AYRIMCILIK VE SÖMÜRÜ
Ayrımcılık, eşitlik karşıtı bir terimdir.
En azından, benzer niteliklere sahip kişiler arasından “dilediğini seçmek” demektir. Bu nedenle “gayri insanidir…”
Ayrımcılığın “cinsiyet, ırk, yaş, bölge, dil, sosyal statü” gibi nesnel nedenleri yanında, politik görüş ve düşünce ayrılıkları da etken olabilir.
Devletin yasalarla ayrımcılığı önlemesi için, yönetim sisteminin buna uygun olması gerekir.
Piyasa şartlarının “serbest pazara” dayandığı ekonomilerde bu ayrımcılık; “kar ve zarar” olarak bilançolara yansıdıkça düzeltme kendiliğinden yapılır, ayrımcılık “en aza” iner der, o piyasaların düşünürleri…
Oysa asıl ayrımcılık tam burada başlar!
Bir yanda “EMEĞİ DIŞLAYAN”, sadece “artı değeri” hedefleyen sermaye, diğer yanda emeğini ve eğitimle elde ettiği becerisini satan insan…
Doğaldır ki, serbest piyasa koşullarının egemen olduğu yönetim biçimlerinde sermaye etkin, emek ise “edilgendir, pasiftir…”
Hele iş arzı düşük, çalışmaya hazır “emek arzı” fazla ise, “vahşi kapitalizm aradığı havayı bulmuş” demektir!
Kendisini “en ucuza pazarlayanlar”, siyasi iktidarın “tebaası olanlar”, cinsiyet, yaş, “fiziki çekicilik” bakımından avantajlılar, diğerlerinden hemen ayrılırlar!
Böylece “SÖMÜRÜNÜN ÇARKI” çok kolayca işleyecektir.

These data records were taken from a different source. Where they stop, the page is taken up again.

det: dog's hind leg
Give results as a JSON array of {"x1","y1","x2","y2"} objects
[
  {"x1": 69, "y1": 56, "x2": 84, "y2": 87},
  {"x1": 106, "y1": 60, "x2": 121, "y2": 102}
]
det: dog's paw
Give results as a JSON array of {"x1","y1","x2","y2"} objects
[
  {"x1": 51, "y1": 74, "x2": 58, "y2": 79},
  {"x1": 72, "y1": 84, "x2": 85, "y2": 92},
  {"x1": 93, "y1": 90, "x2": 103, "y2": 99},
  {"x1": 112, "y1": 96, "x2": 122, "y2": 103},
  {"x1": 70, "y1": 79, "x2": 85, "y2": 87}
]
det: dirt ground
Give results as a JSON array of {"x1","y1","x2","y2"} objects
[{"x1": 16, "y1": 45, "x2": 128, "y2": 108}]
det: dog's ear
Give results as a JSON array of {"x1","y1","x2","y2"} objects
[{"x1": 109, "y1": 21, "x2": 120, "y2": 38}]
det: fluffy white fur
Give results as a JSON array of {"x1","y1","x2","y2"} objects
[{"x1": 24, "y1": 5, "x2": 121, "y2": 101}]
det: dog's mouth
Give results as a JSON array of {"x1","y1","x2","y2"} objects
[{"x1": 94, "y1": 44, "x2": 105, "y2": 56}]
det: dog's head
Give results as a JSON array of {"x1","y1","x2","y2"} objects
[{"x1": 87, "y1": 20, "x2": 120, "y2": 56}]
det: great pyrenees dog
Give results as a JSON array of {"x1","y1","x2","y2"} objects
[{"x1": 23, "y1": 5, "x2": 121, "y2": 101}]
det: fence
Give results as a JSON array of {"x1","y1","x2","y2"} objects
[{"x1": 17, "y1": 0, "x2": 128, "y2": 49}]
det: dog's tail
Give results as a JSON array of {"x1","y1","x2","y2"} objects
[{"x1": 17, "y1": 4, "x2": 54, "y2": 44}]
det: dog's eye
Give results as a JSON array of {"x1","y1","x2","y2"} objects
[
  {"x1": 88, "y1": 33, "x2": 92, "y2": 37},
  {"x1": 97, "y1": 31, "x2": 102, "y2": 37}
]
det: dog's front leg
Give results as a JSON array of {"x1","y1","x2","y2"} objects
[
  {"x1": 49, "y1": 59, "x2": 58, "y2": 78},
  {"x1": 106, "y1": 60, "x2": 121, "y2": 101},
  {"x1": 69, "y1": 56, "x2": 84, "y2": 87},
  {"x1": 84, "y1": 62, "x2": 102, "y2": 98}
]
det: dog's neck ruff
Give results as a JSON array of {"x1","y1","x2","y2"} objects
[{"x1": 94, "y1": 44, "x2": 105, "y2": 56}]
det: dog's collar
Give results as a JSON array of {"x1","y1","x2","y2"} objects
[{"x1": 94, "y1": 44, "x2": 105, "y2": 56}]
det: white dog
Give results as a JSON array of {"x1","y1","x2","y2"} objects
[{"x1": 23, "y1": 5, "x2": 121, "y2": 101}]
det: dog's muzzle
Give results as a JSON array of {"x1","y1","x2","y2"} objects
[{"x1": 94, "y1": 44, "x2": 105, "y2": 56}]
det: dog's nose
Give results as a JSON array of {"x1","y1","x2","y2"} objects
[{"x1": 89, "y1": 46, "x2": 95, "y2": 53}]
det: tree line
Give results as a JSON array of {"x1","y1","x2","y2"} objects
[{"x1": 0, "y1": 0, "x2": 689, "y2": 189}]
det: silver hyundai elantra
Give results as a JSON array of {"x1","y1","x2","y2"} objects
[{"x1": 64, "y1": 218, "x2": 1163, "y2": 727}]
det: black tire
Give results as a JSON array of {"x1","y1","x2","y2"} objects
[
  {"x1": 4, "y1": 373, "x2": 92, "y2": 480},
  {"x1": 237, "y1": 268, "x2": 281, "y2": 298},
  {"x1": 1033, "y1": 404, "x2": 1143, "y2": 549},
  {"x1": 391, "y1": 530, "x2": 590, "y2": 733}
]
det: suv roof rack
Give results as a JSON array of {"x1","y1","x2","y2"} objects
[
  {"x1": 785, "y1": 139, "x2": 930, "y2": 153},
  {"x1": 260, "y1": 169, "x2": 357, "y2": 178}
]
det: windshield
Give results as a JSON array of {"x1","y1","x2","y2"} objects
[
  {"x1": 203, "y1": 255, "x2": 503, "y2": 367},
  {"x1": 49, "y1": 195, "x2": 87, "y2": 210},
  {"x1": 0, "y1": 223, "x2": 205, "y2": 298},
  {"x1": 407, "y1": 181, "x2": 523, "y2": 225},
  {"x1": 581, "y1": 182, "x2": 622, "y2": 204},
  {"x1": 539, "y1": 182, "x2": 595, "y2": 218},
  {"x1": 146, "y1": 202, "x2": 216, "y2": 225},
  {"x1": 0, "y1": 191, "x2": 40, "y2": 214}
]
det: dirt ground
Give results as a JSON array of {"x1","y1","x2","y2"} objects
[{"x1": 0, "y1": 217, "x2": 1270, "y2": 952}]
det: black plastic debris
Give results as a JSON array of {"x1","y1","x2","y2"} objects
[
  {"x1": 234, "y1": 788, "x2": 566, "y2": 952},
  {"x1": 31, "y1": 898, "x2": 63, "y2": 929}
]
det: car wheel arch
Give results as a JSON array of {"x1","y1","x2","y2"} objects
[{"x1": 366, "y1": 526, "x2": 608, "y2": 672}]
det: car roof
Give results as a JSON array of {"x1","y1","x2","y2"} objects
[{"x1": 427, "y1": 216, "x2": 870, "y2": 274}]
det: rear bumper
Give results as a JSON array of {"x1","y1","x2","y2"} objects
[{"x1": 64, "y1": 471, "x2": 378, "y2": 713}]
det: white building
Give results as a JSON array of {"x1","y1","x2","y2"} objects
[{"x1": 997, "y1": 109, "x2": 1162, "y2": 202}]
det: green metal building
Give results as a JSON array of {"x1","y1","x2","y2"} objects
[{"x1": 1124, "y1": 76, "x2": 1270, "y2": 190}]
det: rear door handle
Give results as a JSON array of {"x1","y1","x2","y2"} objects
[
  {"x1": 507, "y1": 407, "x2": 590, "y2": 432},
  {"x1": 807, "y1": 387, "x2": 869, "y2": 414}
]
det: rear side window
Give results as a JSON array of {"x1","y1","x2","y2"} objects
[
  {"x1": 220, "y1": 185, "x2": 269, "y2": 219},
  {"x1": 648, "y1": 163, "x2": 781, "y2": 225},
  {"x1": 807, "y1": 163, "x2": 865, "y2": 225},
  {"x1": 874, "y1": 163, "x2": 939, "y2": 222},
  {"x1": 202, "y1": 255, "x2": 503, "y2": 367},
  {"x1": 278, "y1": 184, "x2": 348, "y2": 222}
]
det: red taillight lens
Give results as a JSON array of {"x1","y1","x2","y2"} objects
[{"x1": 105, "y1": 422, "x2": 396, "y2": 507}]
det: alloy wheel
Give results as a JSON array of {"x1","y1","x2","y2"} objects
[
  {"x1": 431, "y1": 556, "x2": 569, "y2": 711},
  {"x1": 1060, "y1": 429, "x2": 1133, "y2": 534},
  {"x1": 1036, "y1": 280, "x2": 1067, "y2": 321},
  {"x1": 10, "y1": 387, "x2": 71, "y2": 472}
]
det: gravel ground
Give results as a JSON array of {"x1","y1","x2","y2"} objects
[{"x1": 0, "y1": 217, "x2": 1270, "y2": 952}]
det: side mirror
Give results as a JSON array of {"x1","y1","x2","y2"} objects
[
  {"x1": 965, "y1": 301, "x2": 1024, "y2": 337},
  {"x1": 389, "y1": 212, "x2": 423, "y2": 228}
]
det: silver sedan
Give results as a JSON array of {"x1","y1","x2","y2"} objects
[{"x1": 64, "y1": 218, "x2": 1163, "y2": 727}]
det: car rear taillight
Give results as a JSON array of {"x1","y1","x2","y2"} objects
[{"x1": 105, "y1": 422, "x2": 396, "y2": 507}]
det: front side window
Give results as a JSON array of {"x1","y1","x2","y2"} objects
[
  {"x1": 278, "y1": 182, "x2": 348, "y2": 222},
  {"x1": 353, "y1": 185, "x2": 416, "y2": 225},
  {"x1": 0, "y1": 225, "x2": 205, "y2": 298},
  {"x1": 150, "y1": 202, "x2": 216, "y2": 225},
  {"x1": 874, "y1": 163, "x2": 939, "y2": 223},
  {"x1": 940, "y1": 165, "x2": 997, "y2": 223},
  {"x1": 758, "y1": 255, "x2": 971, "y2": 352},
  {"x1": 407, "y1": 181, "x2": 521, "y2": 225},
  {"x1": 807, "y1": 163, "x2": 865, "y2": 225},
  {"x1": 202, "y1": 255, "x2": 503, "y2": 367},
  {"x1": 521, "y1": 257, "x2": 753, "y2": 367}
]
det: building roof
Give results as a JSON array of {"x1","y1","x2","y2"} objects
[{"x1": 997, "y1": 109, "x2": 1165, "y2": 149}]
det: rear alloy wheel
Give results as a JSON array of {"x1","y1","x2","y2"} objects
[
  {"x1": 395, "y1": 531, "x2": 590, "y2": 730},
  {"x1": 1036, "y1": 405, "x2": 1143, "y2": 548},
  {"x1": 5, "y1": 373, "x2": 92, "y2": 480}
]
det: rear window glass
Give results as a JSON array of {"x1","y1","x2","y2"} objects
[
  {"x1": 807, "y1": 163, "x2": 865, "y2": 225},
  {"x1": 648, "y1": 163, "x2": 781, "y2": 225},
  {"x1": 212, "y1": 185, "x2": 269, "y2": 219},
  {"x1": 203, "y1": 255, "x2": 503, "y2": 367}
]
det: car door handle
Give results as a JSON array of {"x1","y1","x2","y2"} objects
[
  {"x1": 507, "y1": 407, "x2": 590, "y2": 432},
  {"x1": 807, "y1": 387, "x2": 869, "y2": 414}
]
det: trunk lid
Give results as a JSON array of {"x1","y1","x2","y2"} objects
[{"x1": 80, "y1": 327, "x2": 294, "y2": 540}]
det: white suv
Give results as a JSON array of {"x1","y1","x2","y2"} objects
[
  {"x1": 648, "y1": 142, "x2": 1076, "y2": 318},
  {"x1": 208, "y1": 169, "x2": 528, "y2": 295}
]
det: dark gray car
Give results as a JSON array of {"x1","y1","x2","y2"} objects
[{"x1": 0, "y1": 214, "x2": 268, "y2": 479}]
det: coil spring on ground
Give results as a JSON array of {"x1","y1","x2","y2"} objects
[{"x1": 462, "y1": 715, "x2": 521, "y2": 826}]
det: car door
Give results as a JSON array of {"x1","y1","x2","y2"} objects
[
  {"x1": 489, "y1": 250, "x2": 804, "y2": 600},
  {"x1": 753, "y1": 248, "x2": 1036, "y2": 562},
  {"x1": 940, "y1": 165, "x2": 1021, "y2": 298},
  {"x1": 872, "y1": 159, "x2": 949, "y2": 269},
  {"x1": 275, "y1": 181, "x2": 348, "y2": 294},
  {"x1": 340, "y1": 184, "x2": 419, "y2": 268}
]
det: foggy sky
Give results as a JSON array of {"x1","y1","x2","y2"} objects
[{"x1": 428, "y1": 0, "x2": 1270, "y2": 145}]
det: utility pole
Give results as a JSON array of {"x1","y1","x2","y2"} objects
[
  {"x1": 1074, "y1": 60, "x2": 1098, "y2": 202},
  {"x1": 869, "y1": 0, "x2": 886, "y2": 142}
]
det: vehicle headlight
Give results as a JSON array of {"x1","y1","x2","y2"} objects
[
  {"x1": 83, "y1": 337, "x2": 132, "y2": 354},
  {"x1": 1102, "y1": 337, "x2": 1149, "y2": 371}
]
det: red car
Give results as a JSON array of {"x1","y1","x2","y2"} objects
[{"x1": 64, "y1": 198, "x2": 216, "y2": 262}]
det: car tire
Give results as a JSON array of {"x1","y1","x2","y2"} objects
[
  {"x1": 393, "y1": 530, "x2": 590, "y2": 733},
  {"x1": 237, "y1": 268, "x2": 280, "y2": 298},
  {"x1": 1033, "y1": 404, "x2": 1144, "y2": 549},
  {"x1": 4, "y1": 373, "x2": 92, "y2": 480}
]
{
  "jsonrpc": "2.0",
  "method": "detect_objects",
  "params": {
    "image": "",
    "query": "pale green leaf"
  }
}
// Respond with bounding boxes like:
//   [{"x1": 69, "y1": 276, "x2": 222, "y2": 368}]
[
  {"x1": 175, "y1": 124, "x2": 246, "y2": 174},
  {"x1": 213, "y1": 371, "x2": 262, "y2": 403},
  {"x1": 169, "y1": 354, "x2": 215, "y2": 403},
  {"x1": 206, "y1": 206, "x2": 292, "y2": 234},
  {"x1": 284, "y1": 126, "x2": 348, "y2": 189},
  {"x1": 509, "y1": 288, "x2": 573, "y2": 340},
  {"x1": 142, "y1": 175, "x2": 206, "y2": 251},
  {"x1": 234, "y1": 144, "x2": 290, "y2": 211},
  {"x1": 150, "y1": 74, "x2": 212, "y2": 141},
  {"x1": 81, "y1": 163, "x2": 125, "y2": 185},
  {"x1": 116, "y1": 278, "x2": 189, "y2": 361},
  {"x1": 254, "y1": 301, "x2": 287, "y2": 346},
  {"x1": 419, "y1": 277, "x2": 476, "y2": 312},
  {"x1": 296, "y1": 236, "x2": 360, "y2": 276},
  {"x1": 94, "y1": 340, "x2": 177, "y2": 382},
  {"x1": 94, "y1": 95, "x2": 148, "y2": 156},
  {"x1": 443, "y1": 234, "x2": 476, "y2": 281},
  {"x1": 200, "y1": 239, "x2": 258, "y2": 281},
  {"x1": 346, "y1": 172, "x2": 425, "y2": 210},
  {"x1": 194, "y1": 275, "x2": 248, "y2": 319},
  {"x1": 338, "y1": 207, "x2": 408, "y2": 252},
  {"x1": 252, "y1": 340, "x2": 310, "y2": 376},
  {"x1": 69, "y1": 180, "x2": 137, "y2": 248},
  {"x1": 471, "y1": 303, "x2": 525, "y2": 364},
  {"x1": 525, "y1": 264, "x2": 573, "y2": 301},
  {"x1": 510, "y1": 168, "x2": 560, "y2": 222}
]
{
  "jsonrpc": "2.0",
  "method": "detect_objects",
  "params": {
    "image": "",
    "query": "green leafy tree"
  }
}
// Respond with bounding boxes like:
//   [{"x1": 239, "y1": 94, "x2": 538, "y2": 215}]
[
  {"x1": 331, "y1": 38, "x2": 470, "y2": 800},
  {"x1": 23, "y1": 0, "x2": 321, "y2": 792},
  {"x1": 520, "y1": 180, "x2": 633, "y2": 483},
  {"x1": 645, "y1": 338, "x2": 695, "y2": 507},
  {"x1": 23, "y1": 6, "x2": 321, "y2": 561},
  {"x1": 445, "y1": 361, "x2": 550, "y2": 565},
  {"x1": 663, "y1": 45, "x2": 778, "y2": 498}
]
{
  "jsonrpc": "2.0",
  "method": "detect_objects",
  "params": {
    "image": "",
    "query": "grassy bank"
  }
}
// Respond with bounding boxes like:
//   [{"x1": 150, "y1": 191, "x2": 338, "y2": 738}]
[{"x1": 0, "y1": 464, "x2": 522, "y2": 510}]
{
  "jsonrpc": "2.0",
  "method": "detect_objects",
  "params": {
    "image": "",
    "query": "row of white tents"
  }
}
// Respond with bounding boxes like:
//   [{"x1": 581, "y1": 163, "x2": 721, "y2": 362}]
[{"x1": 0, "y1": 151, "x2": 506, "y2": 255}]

Hakkını aramak, hak ettiği ücreti talep etmek oldukça zorlaşacaktır.
İnsan unsuru varlığının moral değerlerinden feragat edecek, onursuzlaşacaktır!
Öyleyse ayrımcılık ve sömürü birbirini yaratan ve besleyen iki kavramdır.
Ancak gerçek demokrasilerde, “ÖZGÜR VE EĞİTİMLİ” toplumlarda, örgütlenme ve dayanışmanın siyasetin asgari koşulu kabul edildiği ülkelerde en aza inecektir.
Bu nedenle hem sosyal yaşamda, hem de siyasi hayatta mücadele şarttır!
Onurlu insan olmak kadar, o onuru korumakta en temel görevimizdir.
Bu düşüncelerle değerli kardeşim Önder Karaçay’ı ve yetkin eserini kutluyorum.